D’un côté la Grèce, de l’autre l’Europe engagées dans un bras de fer dont le prochain point fort sera le référendum convoqué le 5 juillet : c’est dans ce registre sémantique que les médias puisent quotidiennement pour rendre compte de la tentative d’étranglement du gouvernement d’Alexis Tsipras. Si tout le monde comprend bien ce que recouvre le mot « Grèce », et pas seulement en termes géographiques, il n’en va pas de même pour le mot « Europe ». En l’occurrence, il ne s’agit ni des peuples ni des sociétés ni des Parlements nationaux des pays membres de l’Union européenne (UE) ni même du Parlement européen. Il s’agit des forces conjuguées – désignées jusqu’à récemment comme la « troïka » – de la Commission européenne, de la Banque centrale européenne (BCE) et du Fonds monétaire international (FMI) dont, rappelons-le, le siège est à Washington…

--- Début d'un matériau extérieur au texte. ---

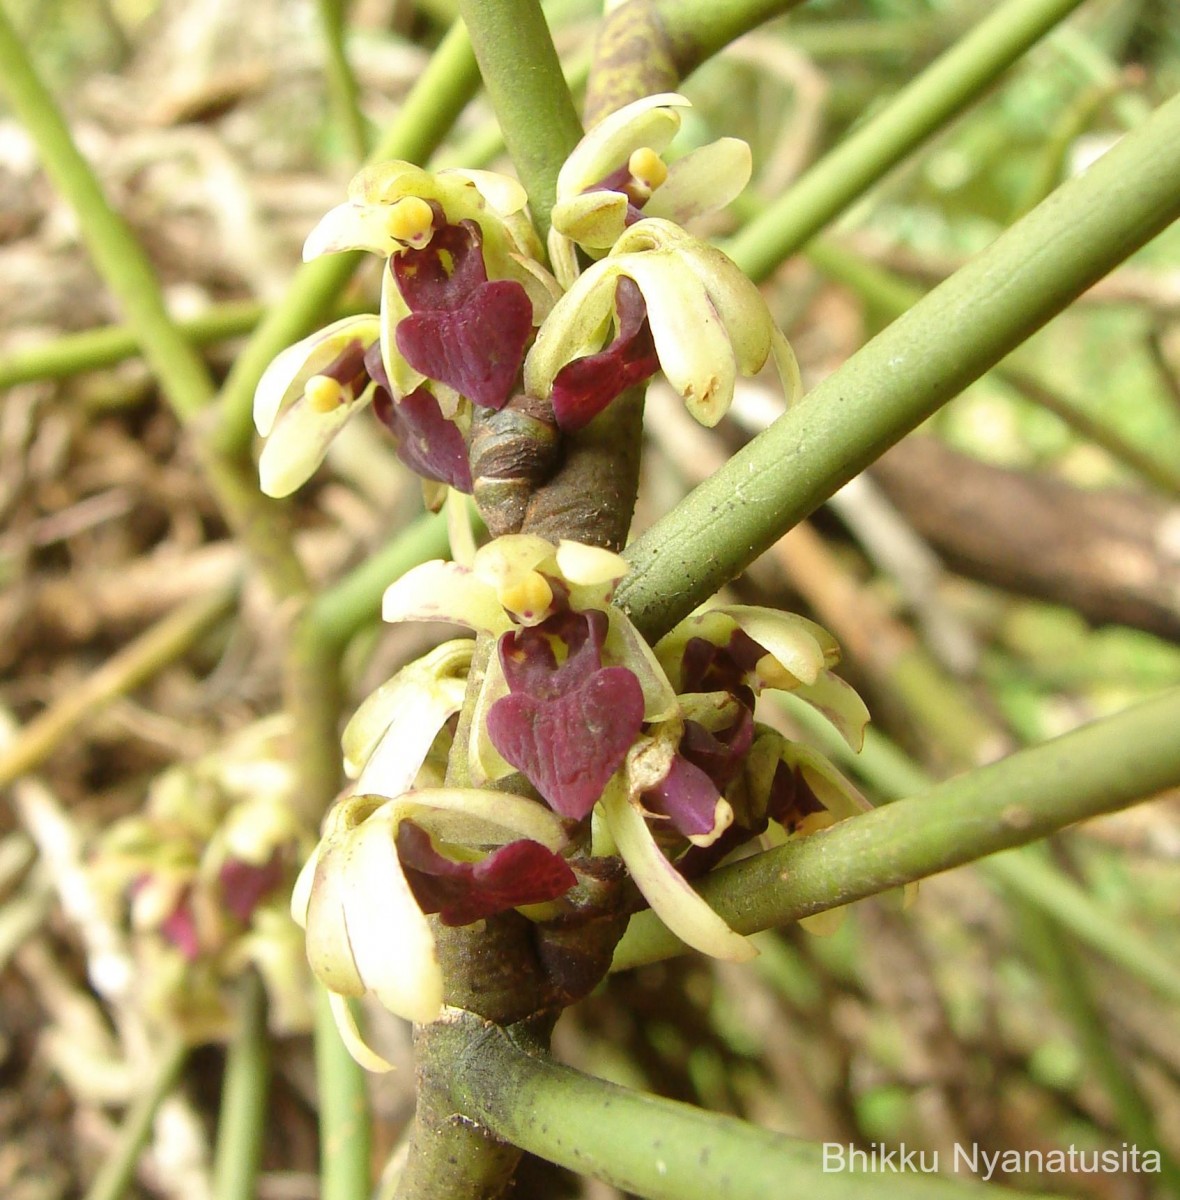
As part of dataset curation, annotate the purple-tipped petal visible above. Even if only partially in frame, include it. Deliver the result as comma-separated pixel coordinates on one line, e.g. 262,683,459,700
396,820,575,926
550,277,660,431
679,709,755,791
219,853,285,923
642,752,723,841
487,666,644,820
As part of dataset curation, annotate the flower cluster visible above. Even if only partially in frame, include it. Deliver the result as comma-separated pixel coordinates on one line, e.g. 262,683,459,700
253,93,799,510
295,537,868,1065
90,718,314,1042
256,93,861,1067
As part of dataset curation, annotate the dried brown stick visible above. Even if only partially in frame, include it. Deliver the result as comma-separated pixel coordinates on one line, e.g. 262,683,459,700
871,436,1180,641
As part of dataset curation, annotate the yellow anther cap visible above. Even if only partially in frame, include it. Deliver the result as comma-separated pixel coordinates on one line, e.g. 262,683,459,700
500,574,554,623
306,375,346,413
628,147,668,193
386,196,436,250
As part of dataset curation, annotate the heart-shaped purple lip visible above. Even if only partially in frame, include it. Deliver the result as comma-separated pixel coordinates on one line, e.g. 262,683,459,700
397,282,532,411
551,277,659,432
396,820,575,926
392,220,532,412
487,666,644,820
487,609,644,820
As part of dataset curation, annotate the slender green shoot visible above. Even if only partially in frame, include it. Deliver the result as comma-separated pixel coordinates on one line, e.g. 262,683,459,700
84,1039,188,1200
213,973,270,1200
0,4,215,421
315,986,372,1200
725,0,1089,282
317,0,369,161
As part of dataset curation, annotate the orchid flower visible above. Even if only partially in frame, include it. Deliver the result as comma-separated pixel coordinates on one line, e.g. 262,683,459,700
255,161,564,503
526,219,801,431
549,92,752,284
89,718,314,1040
291,786,573,1069
292,638,574,1066
380,535,766,964
252,315,381,498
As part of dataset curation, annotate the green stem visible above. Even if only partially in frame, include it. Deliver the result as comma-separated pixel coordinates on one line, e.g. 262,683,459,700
612,685,1180,972
84,1039,188,1200
315,987,372,1200
212,19,481,459
457,0,583,241
616,90,1180,641
0,3,215,421
439,1013,1048,1200
777,695,1180,1010
805,239,1180,495
652,0,808,77
0,300,263,389
213,973,269,1200
724,0,1088,283
317,0,369,161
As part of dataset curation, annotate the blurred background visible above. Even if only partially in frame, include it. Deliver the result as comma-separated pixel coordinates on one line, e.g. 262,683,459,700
1,1,1179,1197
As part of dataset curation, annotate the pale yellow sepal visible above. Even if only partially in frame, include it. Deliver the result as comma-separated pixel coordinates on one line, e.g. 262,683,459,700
600,780,756,963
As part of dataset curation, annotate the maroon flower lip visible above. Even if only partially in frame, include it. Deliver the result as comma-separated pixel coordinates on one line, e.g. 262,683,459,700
396,820,576,926
550,277,660,431
365,343,473,492
486,609,645,820
393,220,533,413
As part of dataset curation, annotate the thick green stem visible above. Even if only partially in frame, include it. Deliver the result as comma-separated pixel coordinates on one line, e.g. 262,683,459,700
724,0,1088,283
612,685,1180,971
0,3,215,421
653,0,807,77
314,987,372,1200
213,973,269,1200
617,90,1180,641
457,0,583,241
84,1039,188,1200
779,695,1180,1009
213,20,481,458
438,1012,1048,1200
805,239,1180,495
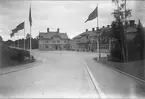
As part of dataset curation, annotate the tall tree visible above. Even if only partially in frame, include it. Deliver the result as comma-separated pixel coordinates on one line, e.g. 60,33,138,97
111,0,132,23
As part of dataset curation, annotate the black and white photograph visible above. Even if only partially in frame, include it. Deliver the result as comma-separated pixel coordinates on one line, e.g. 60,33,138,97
0,0,145,98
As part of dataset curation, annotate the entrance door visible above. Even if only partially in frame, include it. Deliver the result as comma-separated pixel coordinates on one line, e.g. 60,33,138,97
55,45,58,50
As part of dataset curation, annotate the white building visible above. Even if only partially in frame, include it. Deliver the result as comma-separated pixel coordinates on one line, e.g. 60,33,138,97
39,28,70,50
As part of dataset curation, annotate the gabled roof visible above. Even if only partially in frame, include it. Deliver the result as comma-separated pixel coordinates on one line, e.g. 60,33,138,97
59,33,69,39
81,31,97,36
39,32,69,39
73,30,98,39
100,27,113,37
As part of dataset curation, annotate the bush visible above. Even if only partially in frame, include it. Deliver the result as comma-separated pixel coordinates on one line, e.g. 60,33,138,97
6,47,30,62
9,48,19,60
1,43,32,68
15,49,30,62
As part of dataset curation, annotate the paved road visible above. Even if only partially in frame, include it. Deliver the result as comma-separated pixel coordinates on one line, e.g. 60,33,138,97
77,51,145,98
0,50,145,98
0,50,98,98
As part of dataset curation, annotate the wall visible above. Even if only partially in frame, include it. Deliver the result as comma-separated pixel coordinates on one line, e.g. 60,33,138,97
39,37,69,50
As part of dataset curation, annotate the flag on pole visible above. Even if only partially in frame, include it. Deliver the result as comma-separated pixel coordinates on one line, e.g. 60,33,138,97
10,32,14,38
10,28,18,38
29,5,32,26
16,22,24,31
85,6,98,23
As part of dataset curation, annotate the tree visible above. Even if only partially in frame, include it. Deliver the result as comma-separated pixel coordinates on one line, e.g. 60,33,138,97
111,0,132,23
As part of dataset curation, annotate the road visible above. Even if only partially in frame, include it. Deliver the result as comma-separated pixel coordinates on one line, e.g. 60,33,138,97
0,50,145,98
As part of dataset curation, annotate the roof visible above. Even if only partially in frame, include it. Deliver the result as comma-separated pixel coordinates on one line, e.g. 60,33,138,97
126,25,138,33
73,30,98,39
39,32,69,39
82,31,97,36
100,27,113,37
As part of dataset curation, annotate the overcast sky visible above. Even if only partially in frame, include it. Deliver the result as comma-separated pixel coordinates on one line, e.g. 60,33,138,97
0,0,144,41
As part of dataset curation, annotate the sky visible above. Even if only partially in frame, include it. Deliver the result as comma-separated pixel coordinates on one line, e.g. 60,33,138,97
0,0,144,41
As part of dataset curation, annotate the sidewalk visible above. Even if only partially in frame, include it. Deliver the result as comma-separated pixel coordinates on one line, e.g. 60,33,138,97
94,57,145,82
0,59,44,75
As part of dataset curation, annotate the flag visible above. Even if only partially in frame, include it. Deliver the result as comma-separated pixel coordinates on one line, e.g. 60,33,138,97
85,6,98,23
10,28,18,38
10,32,14,38
29,5,32,26
16,22,24,31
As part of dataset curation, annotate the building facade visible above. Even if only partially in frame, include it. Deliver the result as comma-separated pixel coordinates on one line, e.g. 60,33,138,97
71,26,115,52
39,28,70,50
72,28,98,51
68,39,77,50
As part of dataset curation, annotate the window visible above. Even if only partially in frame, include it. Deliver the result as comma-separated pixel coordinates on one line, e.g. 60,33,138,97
57,41,60,43
45,45,48,48
64,40,66,43
46,40,48,43
53,41,55,43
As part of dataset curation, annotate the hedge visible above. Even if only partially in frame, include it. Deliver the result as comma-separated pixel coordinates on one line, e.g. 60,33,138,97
1,43,31,67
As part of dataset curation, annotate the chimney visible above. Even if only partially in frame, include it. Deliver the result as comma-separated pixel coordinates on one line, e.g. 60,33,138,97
102,26,105,28
107,25,110,28
92,28,95,31
86,29,88,32
57,28,59,33
47,28,49,33
96,27,99,30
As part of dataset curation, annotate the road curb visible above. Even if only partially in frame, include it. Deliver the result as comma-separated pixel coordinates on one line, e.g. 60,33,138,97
0,58,46,76
83,60,107,98
97,60,145,83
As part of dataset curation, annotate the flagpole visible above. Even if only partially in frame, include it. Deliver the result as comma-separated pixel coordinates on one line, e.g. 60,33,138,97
24,21,25,50
14,34,15,48
15,35,16,48
17,33,19,48
97,4,100,61
13,36,15,47
30,25,32,57
125,0,127,24
29,3,32,58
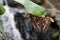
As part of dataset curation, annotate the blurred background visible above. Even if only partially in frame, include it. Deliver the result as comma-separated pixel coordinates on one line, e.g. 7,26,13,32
0,0,60,40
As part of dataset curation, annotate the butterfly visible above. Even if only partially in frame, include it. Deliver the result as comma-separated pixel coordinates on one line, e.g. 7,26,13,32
26,14,54,32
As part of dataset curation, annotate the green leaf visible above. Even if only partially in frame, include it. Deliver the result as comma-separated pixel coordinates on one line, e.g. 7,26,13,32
0,4,5,15
52,31,60,38
0,20,8,40
0,20,4,33
15,0,46,17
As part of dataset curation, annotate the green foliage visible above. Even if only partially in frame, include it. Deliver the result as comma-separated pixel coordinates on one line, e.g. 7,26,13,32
15,0,46,17
52,31,60,38
0,20,4,33
0,3,7,40
0,4,5,15
0,20,8,40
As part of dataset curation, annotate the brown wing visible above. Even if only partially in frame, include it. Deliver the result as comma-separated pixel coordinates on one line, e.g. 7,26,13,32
26,14,54,32
42,17,54,32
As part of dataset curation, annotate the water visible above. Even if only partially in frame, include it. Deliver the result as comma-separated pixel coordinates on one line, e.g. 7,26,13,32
0,5,22,40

La réduction de l’idée d’Europe à l’addition de trois institutions indépendantes, et donc situées hors de portée du suffrage universel, n’est pas seulement, comme on pourrait le croire, un abus de langage, une facilité médiatique - à laquelle l’auteur de ces lignes cède parfois lui aussi… L’emploi inconsidéré de ce mot, avec ou sans la composante FMI, n’est pas limité au cas grec. Il devient la norme dans un grand nombre de situations, et particulièrement dans toutes celles où il faut imposer l’ordre néolibéral. Les « plans de sauvetage » de Chypre, de l’Espagne, de l’Irlande et du Portugal portent également la signature « Europe ».
Cette usurpation d’identité lexicale a un grand avantage pour les gouvernements. Elle leur permet de s’abriter derrière les institutions de l’UE pour ne pas avoir à répondre de leurs actes devant leurs électeurs. Car ce sont bien eux qui, en dernière instance, prennent les décisions cruciales dans le cadre du Conseil européen, et non pas la Commission ni même la BCE. Il existe de toute manière une profonde solidarité idéologique et une répartition des tâches entre ces trois entités. L’acharnement dont elles font preuve contre le gouvernement de Syriza ne s’explique pas seulement par des divergences – certes profondes – sur la question de la dette souveraine grecque. Il vise aussi à tuer dans l’œuf, par un changement de gouvernement à Athènes, toute forme de dissidence au sein d’un bloc jusqu’ici homogène [1]. La perspective d’une victoire de Podemos aux prochaines élections législatives en Espagne, entraînant la création d’un axe Athènes-Madrid contre les politiques d’austérité, ne peut que renforcer la volonté de l’ « Europe » – les guillemets s’imposent – de mettre les Grecs au pas.
Il existe quelques dizaines de milliers de personnes qui ne s’offusquent pas nécessairement de l’utilisation du mot Europe (sans guillemets) pour désigner les institutions de Bruxelles, Francfort, Luxembourg et Strasbourg : ce sont les membres (élus et fonctionnaires) de ces institutions. Baignant dans des milieux plurinationaux et plurilingues, mais largement coupés des réalités de leur pays d’origine, notamment par le niveau de leur rémunération, ils se perçoivent souvent comme les seuls vrais Européens. Pour beaucoup d’entre eux, les Etats sont de simples provinces de leur « Europe » et doivent donc être traités comme tels.
Dans la mesure où, pour les opinions publiques, l’UE se réduit à ses seules institutions, et où ces dernières prennent des décisions – empruntées à toute la panoplie néolibérale – que les gouvernements imposent ensuite à leurs citoyens – en oubliant de préciser qu’ils les ont votées – il ne faut pas s’étonner de la progression de l’euroscepticisme. Et ce n’est pas la dénonciation rituelle du « populisme » [2], qui masque souvent la méfiance à l’égard de toute forme de souveraineté populaire, qui inversera la courbe ascendante de cet euroscepticisme.